Solution 1: Use a marker array.
- Use a ten-digit array as a marker to store the characters that have appeared.
- Use ascii to subtract 48 each time, and directly convert char to int.

import java.util.Scanner;
public class Main {
    public static void main(String[] args) {
        Scanner scanner=new Scanner(System.in);
        while(scanner.hasNext()){
            String s=scanner.nextLine();
            int len=s.length();
            int []arr1=new int[10];//标志数组
            for(int i=len-1;i>=0;i--){
                if(arr1[s.charAt(i)-48]==0){
                    System.out.print(s.charAt(i)-48);//直接打印
                    arr1[s.charAt(i)-48]++;//标记出现过的字符.
                }
            }
        }
    }
}

Solution 2: Use arrayListeach pass list.contarinsto determine whether it is included.
It should be noted here that the HashSetoutput order is determined by the Hash algorithm, and it cannot be guaranteed to be the same as your input order, so it cannot be used.

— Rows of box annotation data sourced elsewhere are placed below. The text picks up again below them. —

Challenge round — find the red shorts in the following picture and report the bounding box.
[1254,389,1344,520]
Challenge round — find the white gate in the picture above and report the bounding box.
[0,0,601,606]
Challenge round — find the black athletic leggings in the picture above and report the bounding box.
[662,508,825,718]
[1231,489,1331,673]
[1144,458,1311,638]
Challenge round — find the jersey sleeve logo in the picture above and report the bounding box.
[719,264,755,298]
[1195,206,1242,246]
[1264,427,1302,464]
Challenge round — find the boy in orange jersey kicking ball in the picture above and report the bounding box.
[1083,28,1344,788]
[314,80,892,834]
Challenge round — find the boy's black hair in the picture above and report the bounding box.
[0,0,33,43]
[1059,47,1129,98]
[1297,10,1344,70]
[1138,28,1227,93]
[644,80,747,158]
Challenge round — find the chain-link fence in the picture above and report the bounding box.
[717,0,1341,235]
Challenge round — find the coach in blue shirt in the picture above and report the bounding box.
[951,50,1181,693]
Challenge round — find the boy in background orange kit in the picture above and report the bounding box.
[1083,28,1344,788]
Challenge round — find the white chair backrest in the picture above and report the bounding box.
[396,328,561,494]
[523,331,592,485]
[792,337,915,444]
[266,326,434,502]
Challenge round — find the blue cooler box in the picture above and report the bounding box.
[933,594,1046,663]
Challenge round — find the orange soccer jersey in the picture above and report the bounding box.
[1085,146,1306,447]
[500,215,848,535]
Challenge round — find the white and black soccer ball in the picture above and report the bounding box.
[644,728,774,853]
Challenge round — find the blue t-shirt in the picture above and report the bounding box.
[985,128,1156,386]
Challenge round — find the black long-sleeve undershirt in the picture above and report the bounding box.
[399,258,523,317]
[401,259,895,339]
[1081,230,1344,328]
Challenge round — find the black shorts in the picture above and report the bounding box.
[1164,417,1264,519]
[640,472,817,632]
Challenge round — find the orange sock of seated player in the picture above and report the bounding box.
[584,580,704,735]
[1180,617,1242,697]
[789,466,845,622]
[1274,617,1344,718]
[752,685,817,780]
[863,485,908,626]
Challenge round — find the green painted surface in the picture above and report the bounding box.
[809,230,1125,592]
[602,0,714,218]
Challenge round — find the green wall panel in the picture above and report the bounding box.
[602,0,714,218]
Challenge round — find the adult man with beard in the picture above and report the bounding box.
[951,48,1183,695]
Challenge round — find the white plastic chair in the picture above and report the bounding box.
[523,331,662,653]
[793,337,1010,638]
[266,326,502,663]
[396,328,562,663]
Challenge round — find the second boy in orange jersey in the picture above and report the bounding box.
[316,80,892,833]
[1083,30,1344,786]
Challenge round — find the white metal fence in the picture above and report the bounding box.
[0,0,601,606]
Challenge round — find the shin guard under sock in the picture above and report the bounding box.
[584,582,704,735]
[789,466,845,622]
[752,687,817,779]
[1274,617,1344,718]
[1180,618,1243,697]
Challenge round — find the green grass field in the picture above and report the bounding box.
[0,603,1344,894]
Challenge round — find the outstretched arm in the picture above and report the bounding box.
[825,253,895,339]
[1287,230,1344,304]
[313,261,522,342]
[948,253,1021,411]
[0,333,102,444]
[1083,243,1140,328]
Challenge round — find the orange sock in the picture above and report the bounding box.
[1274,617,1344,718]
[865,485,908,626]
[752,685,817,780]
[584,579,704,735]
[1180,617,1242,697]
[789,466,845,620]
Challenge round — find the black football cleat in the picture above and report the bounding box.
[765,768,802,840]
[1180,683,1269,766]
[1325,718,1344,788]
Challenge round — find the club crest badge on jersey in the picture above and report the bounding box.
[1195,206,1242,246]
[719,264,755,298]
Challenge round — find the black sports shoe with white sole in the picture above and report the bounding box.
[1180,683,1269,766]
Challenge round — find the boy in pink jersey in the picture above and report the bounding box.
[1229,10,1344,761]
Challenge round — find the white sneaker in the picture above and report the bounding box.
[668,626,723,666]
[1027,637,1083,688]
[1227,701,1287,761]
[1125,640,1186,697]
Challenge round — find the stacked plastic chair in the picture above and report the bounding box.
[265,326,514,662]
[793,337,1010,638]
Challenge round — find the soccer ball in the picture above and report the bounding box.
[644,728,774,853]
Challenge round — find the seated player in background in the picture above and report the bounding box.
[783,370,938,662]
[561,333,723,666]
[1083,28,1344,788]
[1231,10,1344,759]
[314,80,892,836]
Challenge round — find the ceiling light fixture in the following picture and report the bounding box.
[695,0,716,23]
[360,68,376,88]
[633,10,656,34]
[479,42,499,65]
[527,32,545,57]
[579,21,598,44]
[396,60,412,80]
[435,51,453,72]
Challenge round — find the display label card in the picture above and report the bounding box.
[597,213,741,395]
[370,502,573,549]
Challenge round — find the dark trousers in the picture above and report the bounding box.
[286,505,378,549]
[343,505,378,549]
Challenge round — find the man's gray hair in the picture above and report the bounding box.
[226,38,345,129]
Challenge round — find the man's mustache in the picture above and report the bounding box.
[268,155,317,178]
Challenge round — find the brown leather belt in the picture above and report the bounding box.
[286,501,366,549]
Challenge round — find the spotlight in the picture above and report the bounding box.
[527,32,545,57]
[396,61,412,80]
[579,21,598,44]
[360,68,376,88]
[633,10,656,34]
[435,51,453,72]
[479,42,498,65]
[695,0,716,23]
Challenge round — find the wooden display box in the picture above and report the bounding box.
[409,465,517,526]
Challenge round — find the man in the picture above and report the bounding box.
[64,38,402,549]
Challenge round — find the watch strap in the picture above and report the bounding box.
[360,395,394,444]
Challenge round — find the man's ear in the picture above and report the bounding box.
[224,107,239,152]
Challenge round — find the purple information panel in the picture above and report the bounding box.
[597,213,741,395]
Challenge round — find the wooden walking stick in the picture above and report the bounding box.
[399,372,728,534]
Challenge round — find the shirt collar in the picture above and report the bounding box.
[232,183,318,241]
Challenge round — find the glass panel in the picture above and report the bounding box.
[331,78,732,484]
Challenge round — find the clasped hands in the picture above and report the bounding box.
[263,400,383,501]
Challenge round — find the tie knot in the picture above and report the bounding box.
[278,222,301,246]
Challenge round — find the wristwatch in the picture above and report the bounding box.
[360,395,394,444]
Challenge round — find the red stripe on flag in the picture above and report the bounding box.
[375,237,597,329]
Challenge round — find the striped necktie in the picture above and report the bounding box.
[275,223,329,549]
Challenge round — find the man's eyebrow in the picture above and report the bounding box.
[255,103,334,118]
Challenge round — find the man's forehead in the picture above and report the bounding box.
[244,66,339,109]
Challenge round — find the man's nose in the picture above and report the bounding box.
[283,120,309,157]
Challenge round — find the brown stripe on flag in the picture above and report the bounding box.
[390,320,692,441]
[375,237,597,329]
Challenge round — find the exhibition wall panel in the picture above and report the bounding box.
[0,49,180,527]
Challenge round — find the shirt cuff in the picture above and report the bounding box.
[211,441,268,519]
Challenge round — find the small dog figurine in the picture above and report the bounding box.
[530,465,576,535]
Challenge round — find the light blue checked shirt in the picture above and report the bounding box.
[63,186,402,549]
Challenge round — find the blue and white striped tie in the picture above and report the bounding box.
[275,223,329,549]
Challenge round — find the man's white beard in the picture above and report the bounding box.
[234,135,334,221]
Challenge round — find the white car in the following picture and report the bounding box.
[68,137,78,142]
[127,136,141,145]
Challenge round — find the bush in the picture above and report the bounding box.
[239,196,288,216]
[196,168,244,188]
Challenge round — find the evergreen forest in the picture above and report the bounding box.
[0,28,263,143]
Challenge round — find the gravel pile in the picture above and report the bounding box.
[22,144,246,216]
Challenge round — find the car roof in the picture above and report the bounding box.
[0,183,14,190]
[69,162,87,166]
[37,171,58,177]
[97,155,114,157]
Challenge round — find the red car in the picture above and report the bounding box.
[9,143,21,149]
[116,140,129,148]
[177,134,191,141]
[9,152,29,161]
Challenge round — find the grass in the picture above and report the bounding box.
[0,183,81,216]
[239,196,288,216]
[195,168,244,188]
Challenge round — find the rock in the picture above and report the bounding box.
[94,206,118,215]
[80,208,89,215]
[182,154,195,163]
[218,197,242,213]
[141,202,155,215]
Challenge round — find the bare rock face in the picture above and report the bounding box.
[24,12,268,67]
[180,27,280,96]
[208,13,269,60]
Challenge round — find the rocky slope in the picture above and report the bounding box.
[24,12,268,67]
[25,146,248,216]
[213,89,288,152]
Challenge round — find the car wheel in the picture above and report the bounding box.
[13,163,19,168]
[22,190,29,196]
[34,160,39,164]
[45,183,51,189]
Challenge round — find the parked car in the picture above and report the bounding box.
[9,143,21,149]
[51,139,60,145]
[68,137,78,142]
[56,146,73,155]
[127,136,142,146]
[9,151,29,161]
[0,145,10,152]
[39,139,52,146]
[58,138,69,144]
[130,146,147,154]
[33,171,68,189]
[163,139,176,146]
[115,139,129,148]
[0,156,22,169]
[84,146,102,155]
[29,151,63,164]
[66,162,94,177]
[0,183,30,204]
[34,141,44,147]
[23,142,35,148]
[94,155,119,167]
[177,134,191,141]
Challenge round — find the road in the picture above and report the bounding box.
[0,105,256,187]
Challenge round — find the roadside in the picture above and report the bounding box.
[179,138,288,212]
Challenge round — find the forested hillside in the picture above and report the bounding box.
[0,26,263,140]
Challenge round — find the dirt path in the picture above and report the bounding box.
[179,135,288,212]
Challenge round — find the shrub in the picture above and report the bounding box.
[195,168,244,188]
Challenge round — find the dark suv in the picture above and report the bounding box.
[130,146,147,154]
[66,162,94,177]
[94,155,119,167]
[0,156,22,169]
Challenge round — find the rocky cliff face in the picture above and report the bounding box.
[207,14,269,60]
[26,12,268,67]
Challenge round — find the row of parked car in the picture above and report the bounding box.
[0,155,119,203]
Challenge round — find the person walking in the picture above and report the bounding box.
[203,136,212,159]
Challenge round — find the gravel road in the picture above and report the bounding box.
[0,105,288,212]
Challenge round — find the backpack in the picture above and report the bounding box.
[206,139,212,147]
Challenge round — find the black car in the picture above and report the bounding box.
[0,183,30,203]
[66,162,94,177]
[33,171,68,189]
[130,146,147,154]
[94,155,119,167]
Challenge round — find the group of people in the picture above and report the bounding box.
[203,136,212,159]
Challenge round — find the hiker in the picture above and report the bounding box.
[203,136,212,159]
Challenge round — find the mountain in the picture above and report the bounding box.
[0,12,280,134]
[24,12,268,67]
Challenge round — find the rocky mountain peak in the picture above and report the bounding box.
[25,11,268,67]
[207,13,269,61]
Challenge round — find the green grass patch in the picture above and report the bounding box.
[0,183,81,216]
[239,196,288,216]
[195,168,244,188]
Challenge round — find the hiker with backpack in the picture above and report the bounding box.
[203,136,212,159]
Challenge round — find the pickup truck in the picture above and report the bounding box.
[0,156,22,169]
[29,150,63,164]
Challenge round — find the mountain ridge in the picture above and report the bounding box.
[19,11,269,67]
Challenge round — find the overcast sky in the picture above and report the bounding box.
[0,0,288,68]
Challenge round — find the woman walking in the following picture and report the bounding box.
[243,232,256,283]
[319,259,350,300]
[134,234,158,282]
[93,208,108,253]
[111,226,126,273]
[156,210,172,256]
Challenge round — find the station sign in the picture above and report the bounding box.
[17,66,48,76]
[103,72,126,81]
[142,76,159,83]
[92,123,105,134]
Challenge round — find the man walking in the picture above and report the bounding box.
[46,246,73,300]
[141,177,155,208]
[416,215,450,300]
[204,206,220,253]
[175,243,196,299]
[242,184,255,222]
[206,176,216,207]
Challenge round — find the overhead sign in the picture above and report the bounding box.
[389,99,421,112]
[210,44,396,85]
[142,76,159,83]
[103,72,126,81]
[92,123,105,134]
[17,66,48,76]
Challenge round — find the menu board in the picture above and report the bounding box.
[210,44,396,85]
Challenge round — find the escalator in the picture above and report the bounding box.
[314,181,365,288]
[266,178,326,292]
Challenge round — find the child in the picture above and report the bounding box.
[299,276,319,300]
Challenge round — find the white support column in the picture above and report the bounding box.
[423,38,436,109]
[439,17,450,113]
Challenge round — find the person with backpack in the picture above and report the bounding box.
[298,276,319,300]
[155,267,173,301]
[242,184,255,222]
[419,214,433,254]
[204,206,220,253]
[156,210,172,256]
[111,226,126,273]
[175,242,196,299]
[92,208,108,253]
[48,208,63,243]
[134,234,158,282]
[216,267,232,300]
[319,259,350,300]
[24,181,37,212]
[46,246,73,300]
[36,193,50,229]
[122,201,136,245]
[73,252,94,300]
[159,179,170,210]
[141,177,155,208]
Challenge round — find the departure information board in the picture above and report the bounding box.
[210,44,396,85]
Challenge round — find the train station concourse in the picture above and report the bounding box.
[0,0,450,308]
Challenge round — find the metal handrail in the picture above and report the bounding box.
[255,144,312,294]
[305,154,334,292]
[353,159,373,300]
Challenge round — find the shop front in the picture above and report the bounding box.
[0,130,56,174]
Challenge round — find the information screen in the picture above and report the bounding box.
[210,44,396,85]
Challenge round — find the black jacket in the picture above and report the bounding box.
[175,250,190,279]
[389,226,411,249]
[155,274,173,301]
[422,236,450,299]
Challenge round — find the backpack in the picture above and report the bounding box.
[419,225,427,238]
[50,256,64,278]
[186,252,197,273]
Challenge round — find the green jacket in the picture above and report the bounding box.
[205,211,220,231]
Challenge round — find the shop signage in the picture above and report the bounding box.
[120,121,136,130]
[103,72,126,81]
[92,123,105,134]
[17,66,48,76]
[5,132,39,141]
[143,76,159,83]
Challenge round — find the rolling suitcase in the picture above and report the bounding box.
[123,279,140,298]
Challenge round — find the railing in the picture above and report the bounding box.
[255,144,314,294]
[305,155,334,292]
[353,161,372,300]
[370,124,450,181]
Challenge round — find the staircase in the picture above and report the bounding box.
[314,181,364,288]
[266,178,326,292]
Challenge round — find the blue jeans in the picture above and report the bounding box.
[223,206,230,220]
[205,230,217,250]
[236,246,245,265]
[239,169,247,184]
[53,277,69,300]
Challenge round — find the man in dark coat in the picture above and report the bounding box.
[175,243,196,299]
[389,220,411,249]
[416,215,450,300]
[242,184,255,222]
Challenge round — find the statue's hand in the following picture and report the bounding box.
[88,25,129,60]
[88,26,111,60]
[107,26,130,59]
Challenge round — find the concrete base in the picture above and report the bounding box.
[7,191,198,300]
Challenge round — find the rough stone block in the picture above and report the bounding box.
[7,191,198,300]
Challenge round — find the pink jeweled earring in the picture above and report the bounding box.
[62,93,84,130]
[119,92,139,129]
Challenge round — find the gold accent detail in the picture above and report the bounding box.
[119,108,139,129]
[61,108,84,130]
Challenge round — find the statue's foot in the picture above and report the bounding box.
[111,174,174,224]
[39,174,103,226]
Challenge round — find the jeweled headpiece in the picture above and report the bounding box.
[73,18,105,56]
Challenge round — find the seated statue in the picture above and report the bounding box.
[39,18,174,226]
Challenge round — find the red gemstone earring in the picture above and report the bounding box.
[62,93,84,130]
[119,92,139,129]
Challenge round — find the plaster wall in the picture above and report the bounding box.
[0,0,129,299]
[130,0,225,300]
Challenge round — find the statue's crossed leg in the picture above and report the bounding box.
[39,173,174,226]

package com.chaoxiong.niuke.huawei;

import java.util.*;

/**
 * Create by tianchaoxiong on 18-4-9.
 */
public class HuaWei_9_3 {
    public static void main(String[] args) {
        Scanner scanner = new Scanner(System.in);
        while (scanner.hasNext()){
            int key = scanner.nextInt();
            Convert(key);
        }
    }
    private static void Convert(int key) {
        String string = String.valueOf(key);
        List<Character>charList = new ArrayList<Character>();
        int N = string.length();
        for(int i=0;i<N;i++){
            char tmp = string.charAt(N-1-i);
            if(!charList.contains(tmp))
                charList.add(tmp);
        }
        for (char each:charList){
            System.out.print(each);
        }
    }
}

4. Summary of this question.

What this question gave me is:
- According to the meaning of the question, no printing will be done where there is no need to print. Simplify the operation.